Si se considerase así la historia iberoamericana, adquiriría un sentido, y al mismo tiempo movería a la acción. Sería necesario remontarse, al menos, al choque milenario entre los pueblos indogermanos, que desde el Indo hasta España se enfrentaron con los pueblos semitas —que en sucesivas invasiones partían del desierto arábigo para disputar la Media Luna—. El indogermano es una de las claves de la historia universal, no sólo por cuanto toca al Asia y Europa, sino porque su mundo —de tipo a-histórico, dualista— tiene muchas analogías con los del mundo extremo oriental y americano prehispánico. Por el contrario, el semita, descubre un comportamiento sui generis fundado en una antropología propia. Lo cierto es que paulatinamente se produjo la semitización del Mediterráneo, ya sea por el cristianismo o el islam. El mundo cristiano se enfrentó desde el norte al pueblo semita del sur —el islam organizado en califatos—, naciendo así la Europa medieval, heredera del imperio, y que con Carlos V realiza su último esfuerzo para desaparecer después. España fue el fruto tardío y maduro de la cristiandad medieval, pero al mismo tiempo (quizá por condiciones mineras o agrícolas) inexperta en la utilización de los instrumentos de la civilización técnica, en la racionalización del esfuerzo de la producción maquinista, fundamento de la nueva etapa que iniciaba la humanidad, especialmente en el campo de la economía y las matemáticas. El nacionalismo de la monarquía absoluta mantuvo unida América hispánica, pero su propia ruina significó la ruina de las Indias occidentales y orientales. El oro, la plata y los esclavos —base de la acumulación del poderío económico e industrial europeo, que desorganizó y destruyó el poder árabe y turco— dieron a España un rápido y artificial apogeo, transformándose la península en camino de las riquezas, en vez de ser su fragua y su fuente. La crisis de la independencia fue, por su parte, la división artificial y anárquica de los territorios gobernados por los virreinatos, audiencias y obispados y, por último, significó un proceso de universalización cultural eliminando la vigilancia tantas veces eludida de la inquisición —y al mismo tiempo de la universidad española— para dejar entrar, no siempre constructivamente, el pensamiento europeo (especialmente francés) y estadunidense.

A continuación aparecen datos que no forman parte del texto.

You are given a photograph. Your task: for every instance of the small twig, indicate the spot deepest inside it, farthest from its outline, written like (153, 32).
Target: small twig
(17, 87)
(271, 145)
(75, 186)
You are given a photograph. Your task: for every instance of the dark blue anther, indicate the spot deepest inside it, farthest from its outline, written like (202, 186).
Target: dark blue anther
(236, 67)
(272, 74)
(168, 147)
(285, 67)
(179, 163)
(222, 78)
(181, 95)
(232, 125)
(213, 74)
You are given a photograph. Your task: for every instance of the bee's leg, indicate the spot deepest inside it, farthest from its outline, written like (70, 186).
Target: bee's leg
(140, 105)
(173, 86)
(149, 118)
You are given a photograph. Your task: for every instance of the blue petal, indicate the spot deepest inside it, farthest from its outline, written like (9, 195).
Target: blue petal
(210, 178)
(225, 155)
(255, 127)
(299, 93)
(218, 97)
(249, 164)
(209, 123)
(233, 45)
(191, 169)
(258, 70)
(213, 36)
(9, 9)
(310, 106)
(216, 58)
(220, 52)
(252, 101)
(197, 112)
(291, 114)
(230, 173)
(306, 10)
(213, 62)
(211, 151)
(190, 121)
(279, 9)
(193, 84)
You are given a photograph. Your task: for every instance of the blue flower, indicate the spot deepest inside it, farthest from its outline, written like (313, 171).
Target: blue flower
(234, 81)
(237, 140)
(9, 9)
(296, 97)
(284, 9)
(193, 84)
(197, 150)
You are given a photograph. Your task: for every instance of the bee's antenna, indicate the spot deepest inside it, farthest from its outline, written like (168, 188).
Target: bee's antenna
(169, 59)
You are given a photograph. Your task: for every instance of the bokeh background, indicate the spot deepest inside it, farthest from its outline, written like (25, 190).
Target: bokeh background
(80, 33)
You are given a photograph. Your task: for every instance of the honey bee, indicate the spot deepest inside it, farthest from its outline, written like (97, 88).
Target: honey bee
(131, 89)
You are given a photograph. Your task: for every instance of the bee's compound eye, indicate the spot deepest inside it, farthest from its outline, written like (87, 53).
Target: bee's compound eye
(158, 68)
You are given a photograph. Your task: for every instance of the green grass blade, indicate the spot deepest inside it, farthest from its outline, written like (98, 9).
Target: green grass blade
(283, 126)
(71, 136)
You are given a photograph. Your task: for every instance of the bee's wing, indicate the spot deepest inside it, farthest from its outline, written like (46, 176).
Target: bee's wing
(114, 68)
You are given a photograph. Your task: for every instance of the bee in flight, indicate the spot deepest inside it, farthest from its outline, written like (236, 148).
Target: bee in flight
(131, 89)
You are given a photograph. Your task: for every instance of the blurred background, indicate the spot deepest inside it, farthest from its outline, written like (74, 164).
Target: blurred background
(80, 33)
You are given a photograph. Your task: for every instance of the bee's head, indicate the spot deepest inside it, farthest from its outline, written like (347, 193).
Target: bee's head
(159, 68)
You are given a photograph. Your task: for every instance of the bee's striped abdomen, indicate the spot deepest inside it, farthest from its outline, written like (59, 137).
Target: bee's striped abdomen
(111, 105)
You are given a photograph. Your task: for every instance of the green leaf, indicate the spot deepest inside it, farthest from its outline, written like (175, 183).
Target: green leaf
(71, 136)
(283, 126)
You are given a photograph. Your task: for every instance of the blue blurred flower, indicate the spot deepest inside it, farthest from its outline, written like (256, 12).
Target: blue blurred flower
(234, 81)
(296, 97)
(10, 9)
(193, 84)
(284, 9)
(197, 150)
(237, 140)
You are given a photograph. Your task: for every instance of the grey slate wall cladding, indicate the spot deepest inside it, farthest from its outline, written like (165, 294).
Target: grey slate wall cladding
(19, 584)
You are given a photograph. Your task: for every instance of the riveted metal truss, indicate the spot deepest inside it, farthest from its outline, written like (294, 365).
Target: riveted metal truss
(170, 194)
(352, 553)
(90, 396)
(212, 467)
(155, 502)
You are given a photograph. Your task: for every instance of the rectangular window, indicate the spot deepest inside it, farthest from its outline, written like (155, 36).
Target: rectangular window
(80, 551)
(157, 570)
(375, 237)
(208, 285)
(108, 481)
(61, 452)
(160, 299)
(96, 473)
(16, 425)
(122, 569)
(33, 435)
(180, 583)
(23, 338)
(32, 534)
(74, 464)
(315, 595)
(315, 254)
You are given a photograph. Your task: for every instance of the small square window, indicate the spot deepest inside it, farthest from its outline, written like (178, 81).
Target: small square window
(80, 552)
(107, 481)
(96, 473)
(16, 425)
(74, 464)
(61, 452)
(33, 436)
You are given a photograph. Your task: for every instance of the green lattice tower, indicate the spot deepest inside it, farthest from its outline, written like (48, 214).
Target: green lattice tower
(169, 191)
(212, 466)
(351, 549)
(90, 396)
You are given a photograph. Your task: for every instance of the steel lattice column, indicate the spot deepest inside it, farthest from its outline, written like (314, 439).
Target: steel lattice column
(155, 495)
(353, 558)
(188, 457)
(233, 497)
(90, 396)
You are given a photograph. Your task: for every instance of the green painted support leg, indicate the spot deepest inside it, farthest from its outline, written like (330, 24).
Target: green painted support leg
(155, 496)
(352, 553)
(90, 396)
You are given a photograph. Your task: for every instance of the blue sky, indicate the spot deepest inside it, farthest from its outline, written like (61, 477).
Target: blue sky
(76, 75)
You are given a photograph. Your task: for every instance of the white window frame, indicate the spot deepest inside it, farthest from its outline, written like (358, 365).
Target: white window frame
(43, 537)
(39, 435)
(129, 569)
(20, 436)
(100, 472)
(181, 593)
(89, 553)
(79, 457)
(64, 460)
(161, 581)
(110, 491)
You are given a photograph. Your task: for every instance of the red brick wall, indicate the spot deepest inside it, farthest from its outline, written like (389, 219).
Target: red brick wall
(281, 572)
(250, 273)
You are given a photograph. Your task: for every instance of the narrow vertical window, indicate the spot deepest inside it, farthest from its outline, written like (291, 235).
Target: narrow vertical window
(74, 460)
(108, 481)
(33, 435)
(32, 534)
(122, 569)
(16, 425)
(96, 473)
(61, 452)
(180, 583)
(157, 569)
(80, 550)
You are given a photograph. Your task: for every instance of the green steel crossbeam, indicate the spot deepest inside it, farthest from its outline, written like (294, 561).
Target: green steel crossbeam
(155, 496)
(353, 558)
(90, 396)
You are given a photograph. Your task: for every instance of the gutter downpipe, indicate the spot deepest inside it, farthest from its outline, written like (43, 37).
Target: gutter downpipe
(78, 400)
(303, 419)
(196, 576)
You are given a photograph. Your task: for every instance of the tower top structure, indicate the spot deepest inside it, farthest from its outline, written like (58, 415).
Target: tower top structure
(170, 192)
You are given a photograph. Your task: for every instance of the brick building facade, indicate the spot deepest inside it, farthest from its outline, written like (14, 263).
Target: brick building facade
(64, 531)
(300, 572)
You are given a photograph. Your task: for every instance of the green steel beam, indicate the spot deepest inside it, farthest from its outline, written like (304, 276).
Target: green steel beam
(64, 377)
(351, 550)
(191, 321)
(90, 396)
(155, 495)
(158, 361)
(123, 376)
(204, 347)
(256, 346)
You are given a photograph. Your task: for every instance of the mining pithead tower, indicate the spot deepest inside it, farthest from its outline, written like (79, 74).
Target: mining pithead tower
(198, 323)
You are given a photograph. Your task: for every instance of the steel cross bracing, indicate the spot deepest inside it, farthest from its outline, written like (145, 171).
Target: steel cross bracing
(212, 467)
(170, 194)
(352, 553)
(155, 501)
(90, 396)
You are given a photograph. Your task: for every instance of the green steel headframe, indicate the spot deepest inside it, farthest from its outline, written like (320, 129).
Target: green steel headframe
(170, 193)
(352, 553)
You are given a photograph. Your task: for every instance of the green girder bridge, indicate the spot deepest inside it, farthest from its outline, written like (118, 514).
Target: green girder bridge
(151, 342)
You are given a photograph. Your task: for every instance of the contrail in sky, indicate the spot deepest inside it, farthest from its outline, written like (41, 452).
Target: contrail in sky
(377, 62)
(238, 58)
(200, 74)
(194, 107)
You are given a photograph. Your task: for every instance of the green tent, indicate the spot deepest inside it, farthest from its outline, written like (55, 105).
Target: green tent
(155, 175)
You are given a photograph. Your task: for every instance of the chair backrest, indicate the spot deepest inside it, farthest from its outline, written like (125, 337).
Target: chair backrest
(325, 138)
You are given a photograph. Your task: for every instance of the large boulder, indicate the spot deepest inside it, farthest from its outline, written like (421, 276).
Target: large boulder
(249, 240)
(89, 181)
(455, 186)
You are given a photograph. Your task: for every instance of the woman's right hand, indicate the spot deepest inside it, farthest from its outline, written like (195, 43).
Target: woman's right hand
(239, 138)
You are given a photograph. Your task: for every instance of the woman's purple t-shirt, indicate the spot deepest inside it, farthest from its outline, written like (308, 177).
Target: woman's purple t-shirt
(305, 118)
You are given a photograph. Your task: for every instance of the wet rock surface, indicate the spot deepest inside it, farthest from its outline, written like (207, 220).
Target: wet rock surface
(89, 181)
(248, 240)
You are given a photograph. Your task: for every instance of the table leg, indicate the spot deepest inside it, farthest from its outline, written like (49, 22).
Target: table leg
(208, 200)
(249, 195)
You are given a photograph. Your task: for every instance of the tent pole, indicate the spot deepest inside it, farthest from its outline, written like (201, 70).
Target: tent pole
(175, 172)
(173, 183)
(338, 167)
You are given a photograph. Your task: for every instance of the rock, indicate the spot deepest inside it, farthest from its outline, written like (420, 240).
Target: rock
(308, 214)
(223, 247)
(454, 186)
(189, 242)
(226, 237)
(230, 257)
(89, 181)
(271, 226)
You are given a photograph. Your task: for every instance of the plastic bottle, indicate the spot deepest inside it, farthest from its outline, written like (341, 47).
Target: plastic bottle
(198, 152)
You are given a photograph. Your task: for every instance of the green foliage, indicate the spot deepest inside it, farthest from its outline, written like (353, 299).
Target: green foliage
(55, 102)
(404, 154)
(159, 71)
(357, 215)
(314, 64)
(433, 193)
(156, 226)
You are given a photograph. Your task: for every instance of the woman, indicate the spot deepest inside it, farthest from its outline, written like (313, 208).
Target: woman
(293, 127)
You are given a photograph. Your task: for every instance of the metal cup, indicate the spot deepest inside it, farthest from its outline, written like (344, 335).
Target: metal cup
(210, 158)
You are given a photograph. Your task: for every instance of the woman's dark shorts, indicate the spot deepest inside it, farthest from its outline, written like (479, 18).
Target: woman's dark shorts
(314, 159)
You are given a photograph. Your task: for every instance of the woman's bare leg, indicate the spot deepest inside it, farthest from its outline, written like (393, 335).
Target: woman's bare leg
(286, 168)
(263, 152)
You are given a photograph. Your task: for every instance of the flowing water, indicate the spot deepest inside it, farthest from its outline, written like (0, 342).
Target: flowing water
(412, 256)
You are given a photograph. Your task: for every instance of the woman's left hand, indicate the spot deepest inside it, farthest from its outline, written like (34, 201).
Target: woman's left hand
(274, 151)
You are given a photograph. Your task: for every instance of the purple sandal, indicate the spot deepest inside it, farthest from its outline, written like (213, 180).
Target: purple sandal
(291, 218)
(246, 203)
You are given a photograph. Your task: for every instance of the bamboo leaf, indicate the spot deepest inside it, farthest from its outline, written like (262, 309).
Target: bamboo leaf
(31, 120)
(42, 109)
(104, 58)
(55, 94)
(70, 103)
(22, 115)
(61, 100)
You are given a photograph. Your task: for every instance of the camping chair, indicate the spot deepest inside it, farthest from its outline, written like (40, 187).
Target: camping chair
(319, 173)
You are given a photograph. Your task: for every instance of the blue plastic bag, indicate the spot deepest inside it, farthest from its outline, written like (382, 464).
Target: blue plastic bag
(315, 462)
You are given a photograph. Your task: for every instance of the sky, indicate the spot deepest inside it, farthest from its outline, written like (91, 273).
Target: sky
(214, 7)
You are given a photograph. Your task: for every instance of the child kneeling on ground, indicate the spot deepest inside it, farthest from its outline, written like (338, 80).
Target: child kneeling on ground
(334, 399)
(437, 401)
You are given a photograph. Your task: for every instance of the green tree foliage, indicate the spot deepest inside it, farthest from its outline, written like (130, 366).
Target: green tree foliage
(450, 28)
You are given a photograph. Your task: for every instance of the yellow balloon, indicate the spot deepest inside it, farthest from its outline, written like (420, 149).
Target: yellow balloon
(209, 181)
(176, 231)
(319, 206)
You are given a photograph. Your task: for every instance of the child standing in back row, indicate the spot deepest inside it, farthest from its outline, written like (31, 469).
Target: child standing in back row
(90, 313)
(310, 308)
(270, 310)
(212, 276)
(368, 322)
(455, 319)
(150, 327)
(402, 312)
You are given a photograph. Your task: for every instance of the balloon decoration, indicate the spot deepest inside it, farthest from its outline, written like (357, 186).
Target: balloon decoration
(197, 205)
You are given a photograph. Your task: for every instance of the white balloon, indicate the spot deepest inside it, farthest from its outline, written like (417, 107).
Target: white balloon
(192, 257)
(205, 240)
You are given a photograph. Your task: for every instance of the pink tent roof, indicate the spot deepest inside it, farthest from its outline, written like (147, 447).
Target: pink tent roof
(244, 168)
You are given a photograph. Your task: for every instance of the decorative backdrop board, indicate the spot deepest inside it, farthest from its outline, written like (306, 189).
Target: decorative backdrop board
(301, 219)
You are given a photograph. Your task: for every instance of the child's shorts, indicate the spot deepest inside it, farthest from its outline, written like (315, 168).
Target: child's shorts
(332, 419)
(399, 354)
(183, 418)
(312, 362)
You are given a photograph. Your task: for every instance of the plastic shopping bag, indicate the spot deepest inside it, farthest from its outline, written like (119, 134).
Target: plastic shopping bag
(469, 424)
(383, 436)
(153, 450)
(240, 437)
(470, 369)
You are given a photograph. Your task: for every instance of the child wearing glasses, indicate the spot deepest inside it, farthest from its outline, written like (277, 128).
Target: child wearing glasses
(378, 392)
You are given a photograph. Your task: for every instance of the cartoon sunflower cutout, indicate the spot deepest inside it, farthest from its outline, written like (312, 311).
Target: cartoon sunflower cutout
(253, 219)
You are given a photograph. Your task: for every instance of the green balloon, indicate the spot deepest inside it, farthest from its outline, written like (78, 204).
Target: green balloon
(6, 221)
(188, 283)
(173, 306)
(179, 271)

VIII. La historia de América ibérica se muestra heterogénea e invertebrada en el sentido de que por un proceso de sucesivas influencias extranjeras se va constituyendo, por reacción, una civilización y cultura latino americana. Dicha cultura, en su esencia, no es el fruto de una evolución homogénea y propia, sino que se forma y conforma según las irradiaciones que vienen desde afuera, y que cruzando el Atlántico adquieren caracteres míticos —el laicismo de un Littré, por ejemplo, o el positivismo religioso de un Comte, nunca llegaron a ser practicados en Francia con la pure-za y pasión que fueron proclamados en Latinoamérica—. Pareciera que una ideología en Europa guarda una cierta proporción y equilibrio con otras, en un mundo complejo y fecundo —porque de la vejez de Europa sólo hablan los que no la conocen—. En América, dichas ideologías —como un electrón desorbitado— producen efectos negativos, ideologías utópicas y, al fin, nocivas. Esto es una nueva prueba de que, para comprender los siglos XIX y XX, es esencial tener en cuenta el contexto de la historia universal.

Una visión que integre verticalmente —desde el pasado, remoto y horizontal, en un contexto mundial— la historia de América ibérica no existe hasta el presente. Mientras no exista, será muy difícil tomar conciencia del papel que nos toca desempeñar en la historia universal. Sin dicha conciencia la conducción misma de la historia —tarea del político, del científico, etcétera— se torna problemática. De allí la desorientación de muchos en América Latina.